# Lesson 1: One of These Things Is Not Like the Others

Let’s remember what equivalent ratios are.

## 1.1: Remembering Double Number Lines

1. Complete the double number line diagram with the missing numbers.

2. What could each of the number lines represent? Invent a situation and label the diagram.
3. Make sure your labels include appropriate units of measure.

## 1.2: Mystery Mixtures

Your teacher will show you three mixtures. Two taste the same, and one is different.

1. Which mixture tastes different? Describe how it is different.
2. Here are the recipes that were used to make the three mixtures:

• 1 cup of water with $1\frac12$ teaspoons of powdered drink mix
• 2 cups of water with $\frac12$ teaspoon of powdered drink mix
• 1 cup of water with $\frac14$ teaspoon of powdered drink mix

Which of these recipes is for the stronger tasting mixture? Explain how you know.

## 1.3: Crescent Moons

Here are four different crescent moon shapes.

GeoGebra Applet RkwpHbqZ

1. What do moons A, B, and C all have in common that the other one doesn’t?
2. Use numbers to describe how moons A, B, and C are different from moon D.
3. Use a table and a double number line diagram to represent how moons A, B, and C are different from moon D.

## Summary

When two different situations can be described by equivalent ratios, that means they are alike in some important way.

An example is a recipe. If two people make something to eat or drink, the taste will only be the same as long as the ratios of the ingredients are equivalent. For example, all of the mixtures of water and drink mix in this table taste the same, because the ratios of cups of water to scoops of drink mix are all equivalent ratios.

row 1 water (cups) drink mix (scoops)
row 2 3 1
row 3 12 4
row 4 1.5 0.5

If a mixture were not equivalent to these, for example, if the ratio of cups of water to scoops of drink mix were $6:4$, then the mixture would taste different.

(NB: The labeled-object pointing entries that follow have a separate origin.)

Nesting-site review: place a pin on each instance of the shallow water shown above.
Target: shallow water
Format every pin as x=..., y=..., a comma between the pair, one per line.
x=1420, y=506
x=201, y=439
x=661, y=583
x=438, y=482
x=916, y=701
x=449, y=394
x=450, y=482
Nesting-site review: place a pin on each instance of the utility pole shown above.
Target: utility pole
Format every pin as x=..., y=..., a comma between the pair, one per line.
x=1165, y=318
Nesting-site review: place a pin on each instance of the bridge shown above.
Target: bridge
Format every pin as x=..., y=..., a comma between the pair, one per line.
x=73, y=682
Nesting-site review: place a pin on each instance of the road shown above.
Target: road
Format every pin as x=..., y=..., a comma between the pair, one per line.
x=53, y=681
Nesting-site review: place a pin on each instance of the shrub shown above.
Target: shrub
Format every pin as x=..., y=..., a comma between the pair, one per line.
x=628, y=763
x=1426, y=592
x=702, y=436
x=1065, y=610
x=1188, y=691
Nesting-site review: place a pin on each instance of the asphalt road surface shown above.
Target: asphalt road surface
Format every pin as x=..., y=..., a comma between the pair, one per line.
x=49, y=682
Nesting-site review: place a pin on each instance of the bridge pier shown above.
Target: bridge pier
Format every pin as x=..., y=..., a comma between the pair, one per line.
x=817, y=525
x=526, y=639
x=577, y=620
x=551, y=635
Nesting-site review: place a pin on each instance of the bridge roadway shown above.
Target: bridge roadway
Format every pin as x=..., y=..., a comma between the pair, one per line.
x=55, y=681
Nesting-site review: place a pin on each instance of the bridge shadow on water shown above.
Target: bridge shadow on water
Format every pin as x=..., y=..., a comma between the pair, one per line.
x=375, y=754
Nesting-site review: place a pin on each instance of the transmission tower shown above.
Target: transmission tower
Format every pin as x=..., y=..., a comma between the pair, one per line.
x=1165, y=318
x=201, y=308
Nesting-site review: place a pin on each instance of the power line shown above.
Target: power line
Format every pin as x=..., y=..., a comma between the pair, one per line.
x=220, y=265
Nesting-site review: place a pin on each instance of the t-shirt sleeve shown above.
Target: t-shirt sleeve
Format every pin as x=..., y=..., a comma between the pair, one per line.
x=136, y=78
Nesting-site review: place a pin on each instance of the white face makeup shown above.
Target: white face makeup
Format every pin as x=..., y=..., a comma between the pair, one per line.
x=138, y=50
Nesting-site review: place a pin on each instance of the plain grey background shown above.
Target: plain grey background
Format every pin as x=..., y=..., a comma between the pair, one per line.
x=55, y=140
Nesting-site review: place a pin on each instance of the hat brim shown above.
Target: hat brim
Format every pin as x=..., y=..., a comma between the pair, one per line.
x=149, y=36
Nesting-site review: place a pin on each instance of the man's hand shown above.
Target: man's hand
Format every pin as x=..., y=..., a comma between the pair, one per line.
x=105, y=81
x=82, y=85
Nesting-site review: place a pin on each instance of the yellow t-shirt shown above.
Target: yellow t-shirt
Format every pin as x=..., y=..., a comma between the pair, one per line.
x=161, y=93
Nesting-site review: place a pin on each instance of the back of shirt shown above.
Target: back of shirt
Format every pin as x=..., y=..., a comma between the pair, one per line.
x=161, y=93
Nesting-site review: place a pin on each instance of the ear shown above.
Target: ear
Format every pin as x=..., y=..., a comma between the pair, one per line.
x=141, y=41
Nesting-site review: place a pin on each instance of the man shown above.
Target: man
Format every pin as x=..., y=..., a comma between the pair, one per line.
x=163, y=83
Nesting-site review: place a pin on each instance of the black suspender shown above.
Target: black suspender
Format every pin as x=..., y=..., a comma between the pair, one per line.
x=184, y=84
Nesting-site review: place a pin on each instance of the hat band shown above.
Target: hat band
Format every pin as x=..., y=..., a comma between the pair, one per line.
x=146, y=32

Notice that the ratios of pairs of corresponding side lengths are equivalent in figures A, B, and C. For example, the ratios of the length of the top side to the length of the left side for figures A, B, and C are equivalent ratios. Figures A, B, and C are scaled copies of each other; this is the important way in which they are alike.

If a figure has corresponding sides that are not in a ratio equivalent to these, like figure D, then it’s not a scaled copy. In this unit, you will study relationships like these that can be described by a set of equivalent ratios.

## Glossary

equivalent ratios

#### equivalent ratios

Two ratios $a:b$ and $c:d$ are equivalent ratios if there is a number $s$ that you can multiply both $a$ and $b$ by to get $c$ and $d$ (respectively). In other words, $a\boldcdot s = c$ and $b \boldcdot s = d$.